Mittwoch, 22. Juli 2015

Südtirols Rinder gehen in die Sommerfrische

Der Agrar- und Forstbericht 2014 gibt bekannt, dass sich derzeit die Hälfte des heimischen Viehbestands auf einer der 1.739 Almen befindet.

Auf Südtirols Almen fühlen sich die Tiere sichtlich wohl. (Foto: PLS)
Badge Local
Auf Südtirols Almen fühlen sich die Tiere sichtlich wohl. (Foto: PLS)

"Die Almen sind wichtig, nicht nur für die Viehwirtschaft, sondern auch als Erosionsschutz und für die Kulturlandschaft unseres Landes", weiß der Landesrat Arnold Schuler.

Südtirols Almen sind größtenteils Hochalmen, die über der Waldgrenze liegen. Für Jungrinder ist diese Bodenbeschaffenheit geeigneter als für Milchkühe. Die Almen umfassen etwa eine Fläche von 104.000 Hektar, von denen 24.000 Hektar als reine Weidefläche benutz werden. Weitere 80.000 werden als versteinerte beziehungsweise bestockte Weide verwendet.

39.380 Großvieheinheiten und damit gut die Hälfte des Viehbestandes werden jährlich gealpt. 

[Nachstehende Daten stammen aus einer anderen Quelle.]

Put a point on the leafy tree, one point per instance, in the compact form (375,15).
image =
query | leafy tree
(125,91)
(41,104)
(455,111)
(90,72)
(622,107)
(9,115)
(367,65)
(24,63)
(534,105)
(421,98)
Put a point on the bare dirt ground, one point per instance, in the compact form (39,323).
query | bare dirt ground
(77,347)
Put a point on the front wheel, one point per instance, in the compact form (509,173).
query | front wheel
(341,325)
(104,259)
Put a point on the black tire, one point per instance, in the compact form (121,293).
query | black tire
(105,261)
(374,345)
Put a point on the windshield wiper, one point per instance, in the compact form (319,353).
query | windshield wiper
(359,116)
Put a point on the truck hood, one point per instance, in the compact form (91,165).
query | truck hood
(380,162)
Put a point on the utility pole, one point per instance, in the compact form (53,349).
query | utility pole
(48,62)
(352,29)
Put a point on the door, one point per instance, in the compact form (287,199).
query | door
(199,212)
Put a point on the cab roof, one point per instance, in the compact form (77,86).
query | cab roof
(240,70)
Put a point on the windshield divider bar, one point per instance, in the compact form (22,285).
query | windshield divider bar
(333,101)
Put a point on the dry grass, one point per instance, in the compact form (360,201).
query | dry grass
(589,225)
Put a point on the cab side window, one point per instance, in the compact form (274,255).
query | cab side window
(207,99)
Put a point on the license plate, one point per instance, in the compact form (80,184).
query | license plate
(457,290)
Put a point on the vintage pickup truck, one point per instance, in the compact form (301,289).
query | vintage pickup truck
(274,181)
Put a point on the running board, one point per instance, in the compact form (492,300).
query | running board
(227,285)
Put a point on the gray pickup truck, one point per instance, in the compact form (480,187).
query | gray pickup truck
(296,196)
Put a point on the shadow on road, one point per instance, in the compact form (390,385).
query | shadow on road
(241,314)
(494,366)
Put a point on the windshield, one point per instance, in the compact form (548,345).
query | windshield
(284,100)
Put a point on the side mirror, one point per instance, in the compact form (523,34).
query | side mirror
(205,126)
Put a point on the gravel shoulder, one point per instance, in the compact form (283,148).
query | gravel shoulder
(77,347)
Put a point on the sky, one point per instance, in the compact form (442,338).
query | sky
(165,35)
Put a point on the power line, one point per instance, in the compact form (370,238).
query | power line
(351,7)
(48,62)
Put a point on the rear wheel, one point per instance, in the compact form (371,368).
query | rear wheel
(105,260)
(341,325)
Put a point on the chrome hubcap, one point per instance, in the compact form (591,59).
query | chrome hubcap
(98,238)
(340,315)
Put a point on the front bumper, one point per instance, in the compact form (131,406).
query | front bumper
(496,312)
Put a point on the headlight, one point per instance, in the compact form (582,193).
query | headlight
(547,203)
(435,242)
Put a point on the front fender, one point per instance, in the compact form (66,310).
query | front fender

Die Bodenbeschaffenheit ist besser für Jungrinder als für Milchkühe geeignet. Auf nur 49 der 1739 Almen wurden im vergangenen Jahr mehr als 15 Melkkühe aufgetrieben.

Almen größtenteils Privateigentum

Rund 71 Prozent der Almfläche befindet sich in Privatbesitz, etwa dreizehn Prozent sind in den Händen von Interessentschaften  und Konsortien. In Miteigentum sind sieben Prozent, drei Prozent sind im Besitz von Gemeinden. Die restlichen fünf Prozent sind anderen öffentlichen Körperschaften zuzurechnen. Etwa ein Prozent gehören den Forstdomänen und der Kirche.

Genauer Informationen diesbezüglich sind im Agrar- und Forstbericht 2014 nachzulesen.